Also known as Ull
, his name means glorious. The Norse
God of winter
. His domain
in skiing did not only include skiis themselves but ski shoes (although I don't quite see how any celestial divination
was needed in these). This domain was more of a "on the side
" job, he was far more important as the god of hunting and winter.
Ullr was always depicted on skiis with a longbow made of yew, Ullr was an honourable God who personified the Wild Hunt that the Vikings not only used for food, but in battle to "hunt" down their enemies and sacrifices. Thus, Ullr was often related to battle and to duels, and would quite often be called upon before them. The Norse would pray to Ullr for a "winter blessing", which generally meant a good hunt to get their hungry people through the winter.
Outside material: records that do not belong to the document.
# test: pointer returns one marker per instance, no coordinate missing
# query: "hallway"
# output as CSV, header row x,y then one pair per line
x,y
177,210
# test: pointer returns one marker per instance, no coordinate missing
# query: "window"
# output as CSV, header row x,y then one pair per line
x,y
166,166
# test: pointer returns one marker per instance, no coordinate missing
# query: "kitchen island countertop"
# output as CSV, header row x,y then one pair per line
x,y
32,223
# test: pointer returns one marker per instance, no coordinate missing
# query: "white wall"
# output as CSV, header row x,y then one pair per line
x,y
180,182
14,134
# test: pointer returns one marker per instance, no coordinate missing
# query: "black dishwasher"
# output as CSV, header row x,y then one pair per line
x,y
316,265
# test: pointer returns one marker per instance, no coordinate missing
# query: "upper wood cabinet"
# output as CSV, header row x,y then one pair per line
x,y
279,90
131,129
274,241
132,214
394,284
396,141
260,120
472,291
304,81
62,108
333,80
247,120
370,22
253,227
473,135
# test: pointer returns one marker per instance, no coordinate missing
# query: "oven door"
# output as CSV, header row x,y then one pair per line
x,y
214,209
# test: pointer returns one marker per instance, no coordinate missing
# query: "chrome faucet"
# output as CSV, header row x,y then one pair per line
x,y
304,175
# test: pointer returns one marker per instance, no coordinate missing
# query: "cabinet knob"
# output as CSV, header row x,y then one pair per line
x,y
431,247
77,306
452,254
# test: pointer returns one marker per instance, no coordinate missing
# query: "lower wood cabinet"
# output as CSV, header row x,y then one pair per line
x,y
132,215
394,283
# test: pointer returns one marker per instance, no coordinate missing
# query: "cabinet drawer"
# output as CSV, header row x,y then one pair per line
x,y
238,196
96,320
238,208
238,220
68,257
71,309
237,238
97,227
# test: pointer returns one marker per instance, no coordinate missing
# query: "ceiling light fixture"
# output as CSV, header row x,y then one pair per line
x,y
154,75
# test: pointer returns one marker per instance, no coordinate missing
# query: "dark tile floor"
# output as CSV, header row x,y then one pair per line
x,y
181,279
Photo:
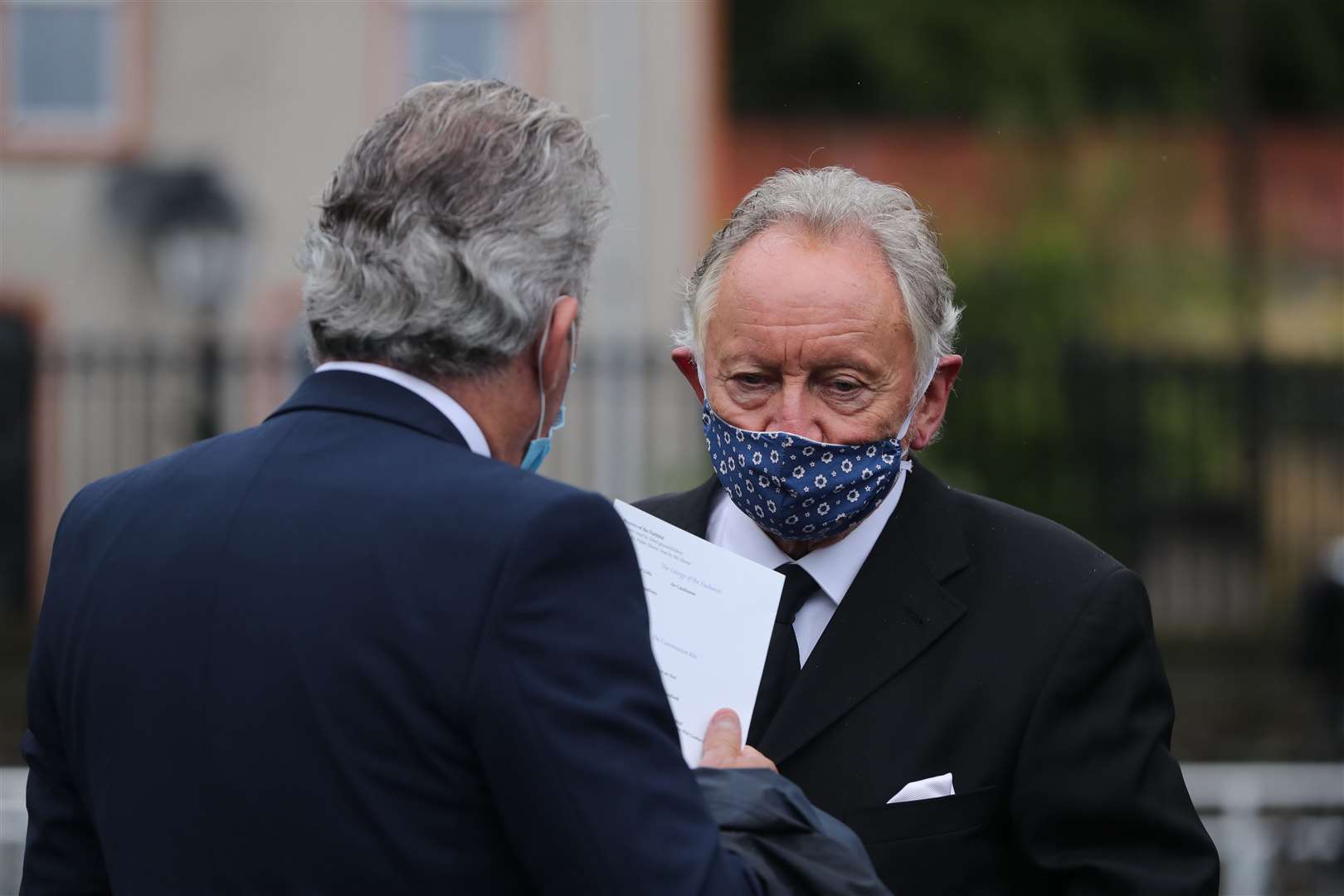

In this winter and skiing aspect, he was almost identical to Skadi. The difference being was that Ullr, born to Thor and Sif, was an Aesir, whereas Skadi, born to Thiadi, was a Jotun. Regardless, the two were closely related, hunting together and somewhere along the line they were married.
Ullr gained his death aspect from the fact that in the summer he would travel to Helheim (Niflheim) to live with Hel, daughter of Loki and the goddess of death. Those that died during the winter would be taken to Helheim by Ullr when he left for it at the beginning of Summer (assuming, of course, that they hadn't already been selected to travel to Valhalla by Odin and Freyja's Valkyries). Where Loki was depicted as a malignant trickster, and Hel depicted as the spawn of evil, Ullr was not branded for consorting with these two. He was considered a good and honourable God, and was never at all related to the other two in a negative way.
In Winter, however, he went from consorting with the underground to transcending to the heavens. Odin always left Asgard in the Winter, and Ullr would take his place. When Odin left, he also left Freyja behind, and Ullr would take her in his absence. Although Ullr was considered a good and honourable God, he was not a very cheerful God, and he very rarely bestowed a bounty upon Midgard unless the people prayed very hard; and even then he was known to completely ignore them if he was in a bad mood (which was more often than not). In the Winter Ullr not only took over from Odin, but seemingly absorbed his duties. Where Odin was worshipped as the God of the hunt in Summer, depicted as being the initiator and leader of the wild hunt, in Winter it would be Ullr leading the hunt. Thus Ullr is almost an Odin alter ego; although it is also possible that Ullr is an older Odin that became less important, as in the early Germanic tribes Ullr, not Odin, was the chief God.
Ullr's month was the Yule month, the month before the Winter Solstice. Ullr was absorbed into Christianity as St. Hubert, patron saint of the hunt.